Pro regulation is not pro industry. NATSAP is a joke, they will make overtures to engage in regulation, but the process of "break 'em down, build them up" is not going to change, this is how these programs operate. NATSAP is a worthless seal of approval. Kids die in NATSAP approved programs through neglect or brutal physical torture, and the programs maintain their NATSAP certification. JCAHO licensure is being recognized as useless, too.
There's a concept of "program drift", where a program starts off with the loftiest of intentions to save troubled youth. Covenant Health, shortly after the purchase of Peninsula Village from Ft. Sanders in Tennessee, brought in some highly respected psychiatric professionals, one from Duke, as consultants to create a safe, therapeutic program that would work. The pros tried to set-up the ideal facility, but what monkey-wrenched the works? The bottom line-watching accountants, the money counters who hired unqualified counselors, cut corners, and eventually caused the respected advisers to give up their consultant positions in disgust. Program drift is also what happens when an RTC or WTF is busted for abuse, neglect, or homicide. After the program gets the usual "don't do it again" from the Court, they clean up the violence for a time and try to avoid the same allegations. Time, along with high-turnover rates of counselors and clinicians, causes the program to drift back down the slope into abusive practices Without further outside agency interference, the old ways of physical, mental, and medical neglect re-surface like they never left. The reason is simple: Restraint and abuse of the kids is a convenience for the under-educated and burned-out staff.
Oz girl, I agree that a pro-regulation stance does not make you pro-industry. There are wonderful facilities available (my daughter attended one, the clinicians called her a "joy to work with in the milieu, eager to interact in group, often giving affectionate support to fellow patients who were having difficulties" For reasons beyond the facility's control, as well as my wife's, our daughter's biological father sent her to PV, (like going from a holiday spa to Auschwitz) where she was labeled "treatment resistant", "Narcissistic", then abused, viciously taken to the ground by five large women in what PV considered a "restraint" - in full view of her mother. What does Peninsula Village fear more than an unruly patient? A parent who photographs an obviously criminal assault on a child. My wife was banned from family therapy and phone contact with her daughter until we got the child out of that pit. The girl spent six months in the lockdown level of PV before walking out free on 12/14/06, and she's back in her old high school, an honor role student, and working on the demons PV left .

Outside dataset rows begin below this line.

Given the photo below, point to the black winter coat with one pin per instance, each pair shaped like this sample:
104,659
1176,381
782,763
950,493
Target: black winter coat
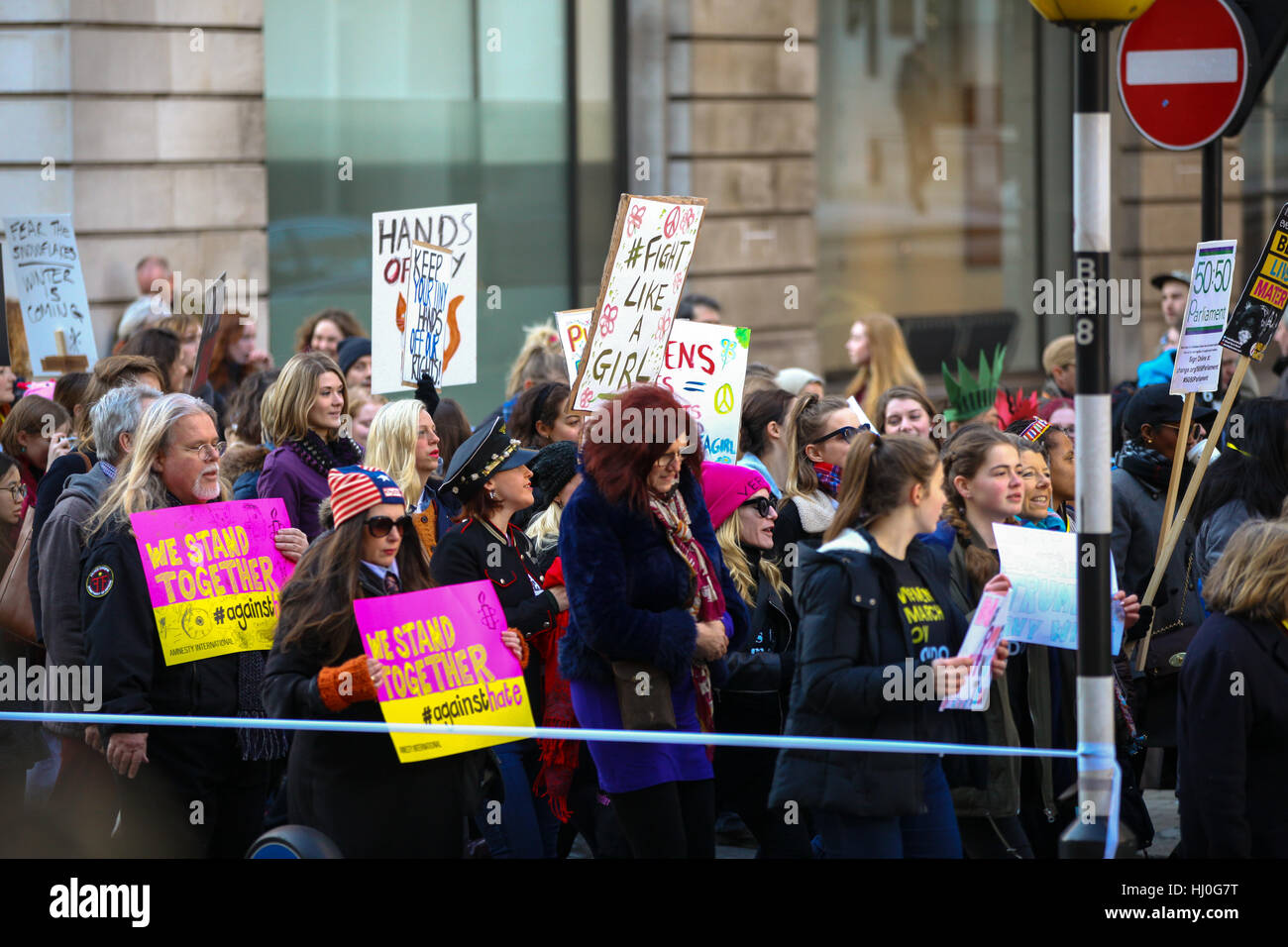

What happened to the girl at the other facility who wanted to be involved in all therapy, helped her peers, and, far from being "treatment resistant", as PV insisted, she was a joy to work with and well-liked. The answer is simple: PV has no individualized treatment, and they perform a "process" on every kid, regardless if the kid is there for ADD, eating disorders, depression, or convicted as an adult for sodomizing a female escort with a baseball bat, or convicted as an adult for conspiracy to commit mass murder on a Columbine level. They're all thrown into the same milieu, and THAT'S insane.
The good programs will not fear regulation, they'll welcome it. My daughter was given the choice to stay in the first, benevolent program. If she had asked to leave, they wouldn't have kept her, and this place is in Maryland, where it's not legally required.
Given the choice of being sent home to live with her alcoholic, abusive father, she took the Maryland facility. After we got our girl out of PV, she said she could use a trip back to the Maryland facility for "decompression" and some restorative therapy. I guess that shows the difference between the "wretched, all for cash" programs and the truly therapeutic ones.